You might  call a few concrete cutting companies and see what they would charge, you might be surprised.  If not you can rent an SDS hammer drill and rent a core bit along with it.  The other option is to make a series of 1/4-1/2" holes about 1" apart then put a chisle bit in the SDS and break it all out.  Be careful though since old brick/block tends to blow out on the other side.  Hammer drilling will not make nice clean holes only a core bit will do that for you.


----------



## mrfjsf (Oct 14, 2010)

precaud said:
			
		

> I did what mrfjsf described, using a Ryobi hammer drill and Bosch bits. Here are pics, from start to thimble in.
> 
> If it's a chimney, you might consider putting a service entrance on the other side.
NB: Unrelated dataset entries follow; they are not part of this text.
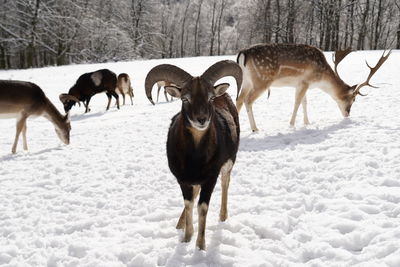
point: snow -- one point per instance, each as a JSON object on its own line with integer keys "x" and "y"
{"x": 327, "y": 194}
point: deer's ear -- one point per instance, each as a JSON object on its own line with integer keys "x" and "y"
{"x": 220, "y": 89}
{"x": 173, "y": 91}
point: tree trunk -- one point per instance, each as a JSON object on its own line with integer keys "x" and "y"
{"x": 278, "y": 21}
{"x": 213, "y": 28}
{"x": 377, "y": 25}
{"x": 363, "y": 28}
{"x": 183, "y": 29}
{"x": 196, "y": 31}
{"x": 221, "y": 13}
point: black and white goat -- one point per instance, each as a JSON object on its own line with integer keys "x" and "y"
{"x": 203, "y": 138}
{"x": 88, "y": 85}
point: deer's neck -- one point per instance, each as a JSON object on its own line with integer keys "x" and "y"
{"x": 333, "y": 85}
{"x": 53, "y": 115}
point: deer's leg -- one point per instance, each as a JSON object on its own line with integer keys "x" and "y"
{"x": 25, "y": 144}
{"x": 246, "y": 88}
{"x": 225, "y": 178}
{"x": 115, "y": 95}
{"x": 166, "y": 96}
{"x": 304, "y": 105}
{"x": 202, "y": 208}
{"x": 158, "y": 92}
{"x": 300, "y": 92}
{"x": 20, "y": 125}
{"x": 182, "y": 221}
{"x": 251, "y": 97}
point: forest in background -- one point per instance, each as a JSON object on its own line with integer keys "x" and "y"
{"x": 36, "y": 33}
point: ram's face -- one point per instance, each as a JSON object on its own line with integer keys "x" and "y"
{"x": 197, "y": 101}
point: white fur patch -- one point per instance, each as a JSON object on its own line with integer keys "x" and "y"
{"x": 96, "y": 78}
{"x": 9, "y": 115}
{"x": 227, "y": 166}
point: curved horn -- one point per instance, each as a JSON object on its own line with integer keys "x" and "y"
{"x": 165, "y": 72}
{"x": 66, "y": 97}
{"x": 224, "y": 68}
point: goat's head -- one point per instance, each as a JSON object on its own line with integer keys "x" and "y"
{"x": 197, "y": 93}
{"x": 68, "y": 101}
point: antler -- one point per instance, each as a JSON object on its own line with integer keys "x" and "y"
{"x": 372, "y": 72}
{"x": 339, "y": 56}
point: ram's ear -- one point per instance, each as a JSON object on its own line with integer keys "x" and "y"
{"x": 173, "y": 91}
{"x": 220, "y": 89}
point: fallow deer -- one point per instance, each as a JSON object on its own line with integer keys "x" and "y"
{"x": 124, "y": 87}
{"x": 22, "y": 100}
{"x": 299, "y": 66}
{"x": 87, "y": 86}
{"x": 161, "y": 84}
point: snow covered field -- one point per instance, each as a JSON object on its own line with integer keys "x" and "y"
{"x": 323, "y": 195}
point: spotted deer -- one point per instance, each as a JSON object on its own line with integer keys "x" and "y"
{"x": 299, "y": 66}
{"x": 21, "y": 100}
{"x": 124, "y": 87}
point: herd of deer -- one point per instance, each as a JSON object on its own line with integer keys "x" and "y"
{"x": 203, "y": 137}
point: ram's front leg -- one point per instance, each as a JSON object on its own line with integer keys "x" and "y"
{"x": 202, "y": 208}
{"x": 182, "y": 221}
{"x": 186, "y": 220}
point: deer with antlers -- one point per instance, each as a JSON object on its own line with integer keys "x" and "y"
{"x": 299, "y": 66}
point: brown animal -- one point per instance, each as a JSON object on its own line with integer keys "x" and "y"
{"x": 124, "y": 87}
{"x": 88, "y": 85}
{"x": 203, "y": 137}
{"x": 299, "y": 66}
{"x": 161, "y": 84}
{"x": 22, "y": 100}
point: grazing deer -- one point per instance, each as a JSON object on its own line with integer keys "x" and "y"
{"x": 21, "y": 100}
{"x": 299, "y": 66}
{"x": 124, "y": 87}
{"x": 88, "y": 85}
{"x": 161, "y": 84}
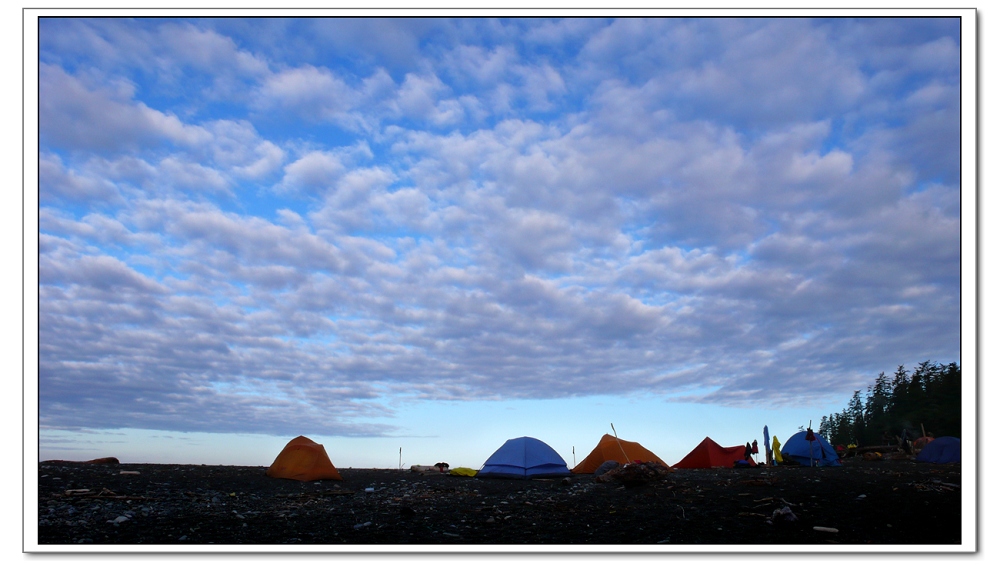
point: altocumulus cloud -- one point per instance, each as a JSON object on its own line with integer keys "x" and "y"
{"x": 247, "y": 221}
This is basically an exact replica of my install. If you have a big enought hammer drill, you will be fine. It took about 2 hrs to do, and that is only because we had a few clearance issues. Otherwise it would have took under an hour.


----------



## vvvv (Oct 14, 2010)

chisel the mortar instead of the brix?  start in the middle


----------



## oconnor (Oct 14, 2010)

mrfjsf said:
			
		

> When we installed my stove, we drilled a 3/8" hole about every inch around the perimeter of the hole to be made. Then took a large masonry chisel and hammer and hammered around the edges until the brick just crumbled away. It was pretty easy but we had a good size hammer drill.


.

This gets my vote, but I'd use a good grinder wheel to score the bricks as well.
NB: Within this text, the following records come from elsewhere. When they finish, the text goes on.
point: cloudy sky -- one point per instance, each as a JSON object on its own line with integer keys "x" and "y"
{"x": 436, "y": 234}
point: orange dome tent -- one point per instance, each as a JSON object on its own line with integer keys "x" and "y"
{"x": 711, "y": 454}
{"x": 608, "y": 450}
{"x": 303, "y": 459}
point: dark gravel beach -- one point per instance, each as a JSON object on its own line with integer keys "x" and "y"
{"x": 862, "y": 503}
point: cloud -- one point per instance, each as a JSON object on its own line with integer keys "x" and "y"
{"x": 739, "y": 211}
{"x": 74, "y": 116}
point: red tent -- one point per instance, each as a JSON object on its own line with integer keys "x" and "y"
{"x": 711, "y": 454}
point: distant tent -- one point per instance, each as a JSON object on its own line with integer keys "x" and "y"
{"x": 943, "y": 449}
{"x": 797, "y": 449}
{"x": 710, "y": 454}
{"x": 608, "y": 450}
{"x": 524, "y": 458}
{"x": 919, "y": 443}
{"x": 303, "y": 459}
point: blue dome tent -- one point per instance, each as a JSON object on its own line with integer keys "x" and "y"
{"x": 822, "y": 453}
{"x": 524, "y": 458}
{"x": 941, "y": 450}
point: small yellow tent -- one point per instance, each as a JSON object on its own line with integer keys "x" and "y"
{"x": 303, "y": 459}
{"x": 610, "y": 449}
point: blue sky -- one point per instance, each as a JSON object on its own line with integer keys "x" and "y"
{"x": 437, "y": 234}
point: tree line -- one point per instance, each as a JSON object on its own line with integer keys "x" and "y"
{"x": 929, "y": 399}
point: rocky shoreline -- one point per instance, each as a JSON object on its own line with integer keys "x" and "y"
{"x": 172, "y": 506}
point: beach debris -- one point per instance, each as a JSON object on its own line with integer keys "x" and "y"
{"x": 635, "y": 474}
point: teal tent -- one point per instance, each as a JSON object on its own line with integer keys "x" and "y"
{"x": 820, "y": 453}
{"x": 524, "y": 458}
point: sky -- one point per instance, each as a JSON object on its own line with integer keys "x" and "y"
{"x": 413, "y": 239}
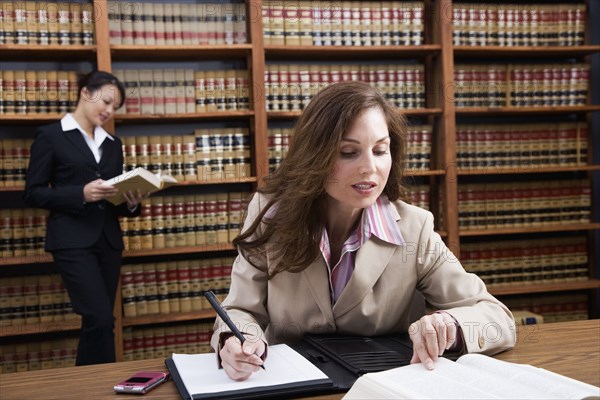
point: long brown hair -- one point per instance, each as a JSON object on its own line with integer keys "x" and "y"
{"x": 296, "y": 190}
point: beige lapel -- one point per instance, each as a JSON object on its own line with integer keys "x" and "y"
{"x": 371, "y": 260}
{"x": 315, "y": 277}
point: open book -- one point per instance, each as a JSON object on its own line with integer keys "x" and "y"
{"x": 286, "y": 373}
{"x": 138, "y": 178}
{"x": 472, "y": 376}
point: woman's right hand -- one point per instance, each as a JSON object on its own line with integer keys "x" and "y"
{"x": 96, "y": 190}
{"x": 239, "y": 362}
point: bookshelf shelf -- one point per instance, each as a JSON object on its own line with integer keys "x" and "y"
{"x": 432, "y": 172}
{"x": 178, "y": 53}
{"x": 191, "y": 117}
{"x": 533, "y": 229}
{"x": 183, "y": 183}
{"x": 423, "y": 112}
{"x": 164, "y": 318}
{"x": 498, "y": 111}
{"x": 127, "y": 254}
{"x": 41, "y": 327}
{"x": 525, "y": 170}
{"x": 31, "y": 52}
{"x": 350, "y": 53}
{"x": 504, "y": 290}
{"x": 524, "y": 52}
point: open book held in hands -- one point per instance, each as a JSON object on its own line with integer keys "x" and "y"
{"x": 472, "y": 376}
{"x": 138, "y": 179}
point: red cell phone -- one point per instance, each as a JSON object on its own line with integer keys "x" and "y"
{"x": 141, "y": 382}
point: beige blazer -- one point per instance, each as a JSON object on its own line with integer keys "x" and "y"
{"x": 377, "y": 299}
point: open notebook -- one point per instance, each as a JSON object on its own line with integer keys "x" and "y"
{"x": 286, "y": 373}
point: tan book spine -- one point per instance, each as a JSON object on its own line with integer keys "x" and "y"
{"x": 173, "y": 287}
{"x": 150, "y": 288}
{"x": 169, "y": 213}
{"x": 184, "y": 279}
{"x": 179, "y": 216}
{"x": 170, "y": 86}
{"x": 159, "y": 88}
{"x": 159, "y": 24}
{"x": 196, "y": 293}
{"x": 222, "y": 212}
{"x": 189, "y": 91}
{"x": 114, "y": 23}
{"x": 162, "y": 288}
{"x": 20, "y": 17}
{"x": 180, "y": 95}
{"x": 199, "y": 219}
{"x": 75, "y": 10}
{"x": 210, "y": 212}
{"x": 138, "y": 26}
{"x": 146, "y": 91}
{"x": 128, "y": 292}
{"x": 189, "y": 226}
{"x": 139, "y": 289}
{"x": 32, "y": 27}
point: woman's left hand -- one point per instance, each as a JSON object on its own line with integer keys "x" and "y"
{"x": 134, "y": 198}
{"x": 431, "y": 336}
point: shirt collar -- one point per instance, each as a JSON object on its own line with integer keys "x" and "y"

If you get stuck, PM me and I could come take a look - I'm just down the road in Kentville.


----------



## Northeaster1 (Oct 14, 2010)

Well, the hole is now done.  Made good progress with a bit thicker masonary ginding wheel, until my dewalt grinder died.  I don't think it liked turning a 7" wheel, since it is only a 4 1/2" grinder.
It had lots of hours on it from welding up a couple of trailers, but woulod have likely lasted had I not abused it..
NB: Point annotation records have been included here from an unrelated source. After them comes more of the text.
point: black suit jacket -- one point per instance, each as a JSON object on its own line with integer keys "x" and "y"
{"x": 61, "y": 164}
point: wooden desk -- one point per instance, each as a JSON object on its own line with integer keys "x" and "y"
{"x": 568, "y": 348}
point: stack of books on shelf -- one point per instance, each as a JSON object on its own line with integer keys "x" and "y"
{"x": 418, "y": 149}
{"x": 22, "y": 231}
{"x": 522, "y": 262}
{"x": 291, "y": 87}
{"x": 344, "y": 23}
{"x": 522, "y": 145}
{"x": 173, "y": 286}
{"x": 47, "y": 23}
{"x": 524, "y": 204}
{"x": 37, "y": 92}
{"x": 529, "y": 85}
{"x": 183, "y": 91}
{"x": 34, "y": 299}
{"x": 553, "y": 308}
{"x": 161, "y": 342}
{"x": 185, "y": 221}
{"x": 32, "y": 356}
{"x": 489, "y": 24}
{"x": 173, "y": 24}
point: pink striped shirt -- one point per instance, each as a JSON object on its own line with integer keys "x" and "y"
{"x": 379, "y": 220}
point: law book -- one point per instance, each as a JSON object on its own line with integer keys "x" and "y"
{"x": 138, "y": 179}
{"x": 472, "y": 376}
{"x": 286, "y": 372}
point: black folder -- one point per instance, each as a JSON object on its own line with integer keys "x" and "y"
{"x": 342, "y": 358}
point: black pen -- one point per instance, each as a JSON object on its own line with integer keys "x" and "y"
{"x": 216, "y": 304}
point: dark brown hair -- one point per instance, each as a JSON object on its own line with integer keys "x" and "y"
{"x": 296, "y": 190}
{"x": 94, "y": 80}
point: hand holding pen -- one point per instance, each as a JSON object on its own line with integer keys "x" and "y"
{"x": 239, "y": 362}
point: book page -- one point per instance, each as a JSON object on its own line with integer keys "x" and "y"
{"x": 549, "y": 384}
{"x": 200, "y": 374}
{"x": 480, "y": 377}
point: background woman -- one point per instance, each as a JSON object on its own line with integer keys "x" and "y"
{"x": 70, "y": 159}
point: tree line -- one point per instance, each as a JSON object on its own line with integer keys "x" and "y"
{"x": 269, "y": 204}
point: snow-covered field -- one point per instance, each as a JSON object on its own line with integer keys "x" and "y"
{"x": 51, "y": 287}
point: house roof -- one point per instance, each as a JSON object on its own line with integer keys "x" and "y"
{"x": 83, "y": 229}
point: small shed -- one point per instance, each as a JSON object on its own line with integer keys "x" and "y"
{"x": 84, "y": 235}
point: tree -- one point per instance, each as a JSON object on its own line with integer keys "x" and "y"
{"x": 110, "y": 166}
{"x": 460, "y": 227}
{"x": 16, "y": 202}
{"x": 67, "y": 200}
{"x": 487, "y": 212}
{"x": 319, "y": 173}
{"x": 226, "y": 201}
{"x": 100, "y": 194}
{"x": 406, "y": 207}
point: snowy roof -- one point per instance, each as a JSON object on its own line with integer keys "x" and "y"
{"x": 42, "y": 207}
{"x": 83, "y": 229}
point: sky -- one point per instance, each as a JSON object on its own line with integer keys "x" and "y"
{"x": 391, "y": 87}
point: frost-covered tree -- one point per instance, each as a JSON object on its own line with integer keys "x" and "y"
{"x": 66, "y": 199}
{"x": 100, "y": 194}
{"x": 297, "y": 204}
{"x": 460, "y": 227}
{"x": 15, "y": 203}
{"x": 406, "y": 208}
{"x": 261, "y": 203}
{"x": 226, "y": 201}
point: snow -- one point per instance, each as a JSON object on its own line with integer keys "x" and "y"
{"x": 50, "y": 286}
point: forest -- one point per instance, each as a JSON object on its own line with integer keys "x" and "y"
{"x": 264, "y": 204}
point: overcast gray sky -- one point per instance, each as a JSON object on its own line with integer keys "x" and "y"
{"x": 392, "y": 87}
Continued progress with cold chisel, and then a sledge hammer, once I had a decent slot exposed.  Went quite easily one I had one bric koutm, then another.. as thye were then not supported on all sides.

Thanks for all of the advice!  Will be installing the liner (insulated) on the weekend, if the weather cooperates.  Still have roof jacks on the roof, as we just rehingled the 13/12 pitch roof last weekend.
That should make it easier to work up there.


----------



## precaud (Oct 15, 2010)

Glad you got it licked. Brick and masonry is stubborn stuff.


----------